Do pre-approved offers affect a credit score?

No, only applications for credit initiated by the consumer will affect your score. Inquiries into your credit for account review purposes as well as preapproved offers of credit have no effect on credit scores.

Do late payments affect a credit score?

Paying bills on time is generally the single most important contributor to a good credit score. Being late on any bill, for any length of time, is a possible indication of future non-payment of debt and is almost always viewed negatively by lenders. Any late payments will remain on your credit report for up to seven years.

Keeping Your Credit Out of the ICU

Unpaid medical bills can cause surprising and serious damage to your credit report.

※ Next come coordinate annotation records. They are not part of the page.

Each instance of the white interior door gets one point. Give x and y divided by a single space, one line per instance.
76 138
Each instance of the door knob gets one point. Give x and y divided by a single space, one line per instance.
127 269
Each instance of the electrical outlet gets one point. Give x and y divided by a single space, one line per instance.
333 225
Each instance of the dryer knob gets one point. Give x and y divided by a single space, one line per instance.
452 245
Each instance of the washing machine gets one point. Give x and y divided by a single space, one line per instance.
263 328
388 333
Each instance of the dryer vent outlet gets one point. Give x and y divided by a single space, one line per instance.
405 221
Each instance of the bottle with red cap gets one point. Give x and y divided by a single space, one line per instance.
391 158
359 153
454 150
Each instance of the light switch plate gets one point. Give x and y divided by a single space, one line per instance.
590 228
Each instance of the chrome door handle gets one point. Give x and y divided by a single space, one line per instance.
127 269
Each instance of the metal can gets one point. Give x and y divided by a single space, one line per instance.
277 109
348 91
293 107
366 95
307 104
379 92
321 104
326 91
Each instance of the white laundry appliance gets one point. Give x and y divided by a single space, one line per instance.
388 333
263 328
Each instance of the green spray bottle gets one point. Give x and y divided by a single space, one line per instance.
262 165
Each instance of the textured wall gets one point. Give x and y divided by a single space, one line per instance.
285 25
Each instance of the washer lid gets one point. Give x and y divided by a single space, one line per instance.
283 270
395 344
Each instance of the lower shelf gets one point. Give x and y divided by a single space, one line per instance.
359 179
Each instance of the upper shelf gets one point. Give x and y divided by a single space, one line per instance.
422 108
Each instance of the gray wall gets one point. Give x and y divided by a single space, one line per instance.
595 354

It's often a plain and simple case of miscommunication. Your insurance company and your medical provider are in negotiations over paying a recent hospital bill. You think it has been paid, or at least should have been, because you have insurance. The bill is delinquent and then overdue and then sent to collections. All of the sudden you are stuck with a collections record on your credit report for 7 years. Not your fault?…Think again.

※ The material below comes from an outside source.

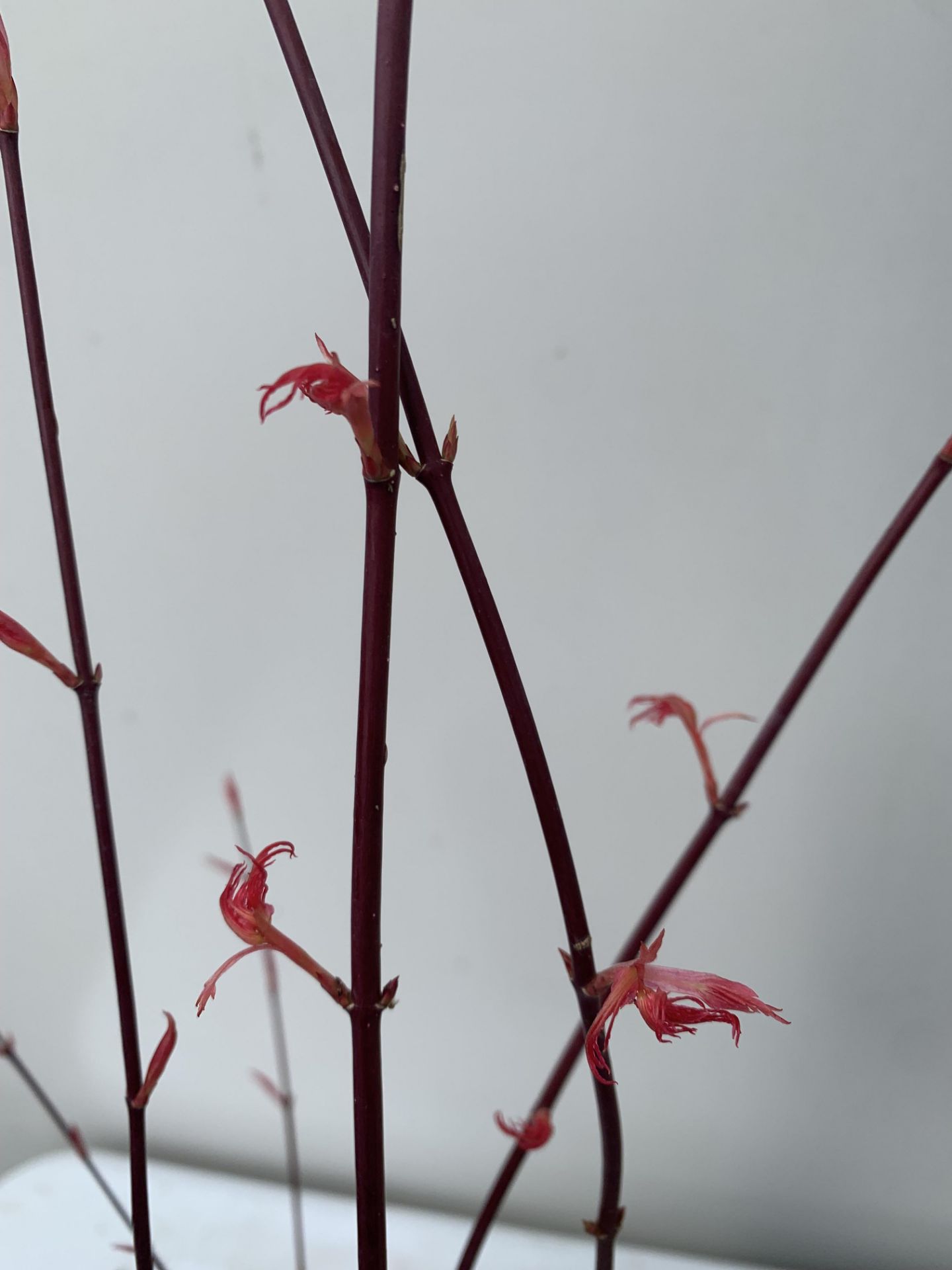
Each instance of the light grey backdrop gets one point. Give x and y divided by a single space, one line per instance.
683 273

Medical collections are becoming increasingly common in this era of red-tape insurance companies and giant health care corporations. If you are injured and your insurance company doesn't pay, you can often be legally stuck with responsibility for the bill. That collections account can stay on your credit report for up to seven years if you don't prove that it was a factual error. How can you be sure your credit doesn't end up with a scar? Follow these tips for keeping your credit out of harm's way:

Prevention

  • Emergency reserve -It's important to have enough money saved to cover your living expenses for a few months in case you lose your job or unexpectedly land in the hospital. Medical bills can sometimes add up to unbelievable amounts, so you may want to also keep a credit card with a high limit reserved for emergency use.
  • Be flexible -Flexible Spending Accounts or "Cafeteria Plans" offered through your employer provide an easy pre-tax way to pay for medical expenses. Ask your employer about what plan may be included in your benefits. With this system, you decide how much of your salary to set aside when you sign up for the year. For example, if you choose to pull out $100 a month for the plan, you have $1,200 you can use for medical bill reimbursements that year.
  • Power of attorney -If things get really sticky, having a trusted spouse or family member with legal power of attorney can help. When you are sick in the hospital, you may not be able to wrestle with the insurance companies and billing offices on your own. Talk to a financial planner or lawyer to have these papers drawn up. Be sure that this person understands the responsibilities and has a copy of your medical insurance policy.


Prescription

  • Get the facts -If you receive a bill you thought was covered, go through your insurance policy with a fine tooth comb to see what you are really responsible for paying. These documents can also outline the best procedures for cutting through the red tape in the billing office. You'll also want to contact the insurance company and the medical office for more information as soon as you suspect something is wrong with your bill.
  • Settle your bills -Even if your insurance company is at fault, you will probably be better off paying the medical bill yourself before it's sent to collections rather than continuing to deny the charge. Paying the bill doesn't mean you have to stop negotiating with your insurance company over the amount, it just means that you won't also have to negotiate over a collection account on your credit report.
  • Righting the wrongs -If the account was sent to collections, avoid "settling" the bill and try to pay off the amount in full. A fully paid collections account is slightly better for your credit than an unpaid or settled account. If your medical bill was sent to collections in error, you still have options. You can dispute the record on your credit report if you can prove that the bill was sent to collections unlawfully (for example - if you were never billed directly for the amount before it was sent to collections)

HINT:

MANY hospitals write off the difference for charitable purposes, find out how your can be part of that charity.